A questão básica que une os dois personagens vem a ser a luta pelo saneamento do país, uma vez que Monteiro Lobato empreendeu uma radical mudança no seu pensamento racista - evidenciado na caracterização dada ao personagem Jeca Tatu - por influência das descobertas que foram reveladas através do relatório Neiva-Penna e diante da atuação saneadora de Oswaldo Cruz.

Lobato ao rever seus conceitos sob a influência do relatório passou a atribuir como causa do estado mórbido, indolente e apático do caboclo, a doença e não mais a raça. Nesse período, Lobato declarou: “o Jeca não é assim, está assim”.

Numa época em que não havia as facilidades de comunicação do rádio e da televisão, os artigos publicados nos jornais, em especial os de grande circulação, adquiriam grande destaque.  Foi disso que lançou mão Monteiro Lobato, ao dar popularidade aos relatórios dos sanitaristas da equipe de Oswaldo Cruz, quando tratou o saneamento como o problema vital do país.

Em 1918, Lobato divulgou em um grande jornal de São Paulo nada menos do que quatorze artigos com elogios e informações sobre o trabalho de Oswaldo Cruz e dos sanitaristas de sua equipe. Esses artigos, que tiveram grande repercussão, foram publicados em livro sob o título de Problema Vital.

O relatório de Neiva e Penna, assim como outros importantes relatos de viagens daquele período, continua sendo referência nacional e internacional para os pesquisadores que se debruçam sobre as questões de saúde pública. Os relatórios produzidos por Oswaldo Cruz e seus seguidores constituem base para o estudo das doenças do país através dos tempos, possibilitando tecer importantes considerações sobre as condições de saúde e a promoção de ações para a prevenção e cura das doenças.

Os aspectos que se pretende estudar se relacionam à saúde coletiva, ao saneamento e às políticas públicas de saúde, todos pertencentes ao campo da enfermagem, salientando que os problemas de higiene encontrados nas primeiras décadas do século XX persistem em muitas regiões do país e constituem aspecto de suma importância, no momento em que o Brasil enfrenta diversas epidemias que apresentam como pano de fundo o problema da falta de saneamento.

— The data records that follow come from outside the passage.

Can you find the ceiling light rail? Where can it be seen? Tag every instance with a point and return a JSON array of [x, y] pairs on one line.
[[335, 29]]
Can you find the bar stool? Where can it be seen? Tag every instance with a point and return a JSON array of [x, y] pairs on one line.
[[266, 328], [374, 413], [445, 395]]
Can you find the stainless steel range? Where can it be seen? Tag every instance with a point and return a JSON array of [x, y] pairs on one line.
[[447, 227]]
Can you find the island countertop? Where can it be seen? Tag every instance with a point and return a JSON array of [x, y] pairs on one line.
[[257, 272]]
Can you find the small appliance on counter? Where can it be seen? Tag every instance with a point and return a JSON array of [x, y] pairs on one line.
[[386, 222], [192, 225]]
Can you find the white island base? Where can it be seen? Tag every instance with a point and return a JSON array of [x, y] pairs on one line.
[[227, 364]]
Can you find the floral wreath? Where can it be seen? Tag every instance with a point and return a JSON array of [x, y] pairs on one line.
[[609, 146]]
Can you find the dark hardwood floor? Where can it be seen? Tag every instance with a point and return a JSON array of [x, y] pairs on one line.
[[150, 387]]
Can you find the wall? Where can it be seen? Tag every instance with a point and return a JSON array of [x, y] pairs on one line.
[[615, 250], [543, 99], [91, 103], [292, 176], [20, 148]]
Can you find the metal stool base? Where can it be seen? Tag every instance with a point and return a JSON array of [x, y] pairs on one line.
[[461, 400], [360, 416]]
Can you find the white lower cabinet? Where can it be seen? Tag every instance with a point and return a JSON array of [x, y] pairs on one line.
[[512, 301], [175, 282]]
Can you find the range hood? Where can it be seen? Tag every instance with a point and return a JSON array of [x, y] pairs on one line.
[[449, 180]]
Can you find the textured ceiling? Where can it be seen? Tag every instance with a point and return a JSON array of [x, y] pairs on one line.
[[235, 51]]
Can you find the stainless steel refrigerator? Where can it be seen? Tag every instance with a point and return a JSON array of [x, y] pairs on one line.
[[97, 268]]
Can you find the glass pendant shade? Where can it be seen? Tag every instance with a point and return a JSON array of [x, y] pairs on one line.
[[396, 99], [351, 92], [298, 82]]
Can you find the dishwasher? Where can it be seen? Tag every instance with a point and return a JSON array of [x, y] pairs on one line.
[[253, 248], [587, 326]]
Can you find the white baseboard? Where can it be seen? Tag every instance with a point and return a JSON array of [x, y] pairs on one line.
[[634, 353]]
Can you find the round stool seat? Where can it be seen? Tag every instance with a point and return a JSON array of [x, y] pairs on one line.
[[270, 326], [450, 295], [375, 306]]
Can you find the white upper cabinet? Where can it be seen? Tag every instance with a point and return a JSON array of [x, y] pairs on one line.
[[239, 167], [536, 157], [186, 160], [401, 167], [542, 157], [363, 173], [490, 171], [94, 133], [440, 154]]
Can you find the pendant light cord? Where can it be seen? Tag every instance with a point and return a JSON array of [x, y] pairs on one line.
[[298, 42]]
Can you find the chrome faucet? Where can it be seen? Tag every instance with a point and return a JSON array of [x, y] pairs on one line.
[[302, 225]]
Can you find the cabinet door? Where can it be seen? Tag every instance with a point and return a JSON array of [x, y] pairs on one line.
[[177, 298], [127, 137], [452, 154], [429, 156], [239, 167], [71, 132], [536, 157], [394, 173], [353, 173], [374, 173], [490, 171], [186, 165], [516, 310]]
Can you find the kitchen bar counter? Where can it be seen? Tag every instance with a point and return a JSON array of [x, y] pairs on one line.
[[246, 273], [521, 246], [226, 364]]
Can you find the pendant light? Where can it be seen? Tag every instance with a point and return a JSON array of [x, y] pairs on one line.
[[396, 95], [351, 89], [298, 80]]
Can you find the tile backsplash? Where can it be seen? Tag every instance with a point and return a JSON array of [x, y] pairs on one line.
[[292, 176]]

Mais do que uma homenagem aos personagens, este estudo adquire importância uma vez que muitas das precárias situações sanitárias denunciadas no tempo de Oswaldo Cruz ainda persistem no Brasil atualmente, como se pode verificar com as epidemias de dengue e outras doenças que estão a provocar pesadas perdas na população.

Esta é tão somente uma reflexão não pretende enveredar pelos estreitos e longos caminhos da análise do pensamento social ou das tendências políticas que tiveram cenário na Primeira República.

O que se pretende é conhecer um pouco mais sobre alguns aspectos da obra de Oswaldo Cruz, em especial o que representou para movimento sanitarista e o que significou para o avanço da saúde pública no país.

Já Lobato é sobremaneira estudado, mas carece de uma apreciação mais detalhada a sua atuação em prol do sanitarismo.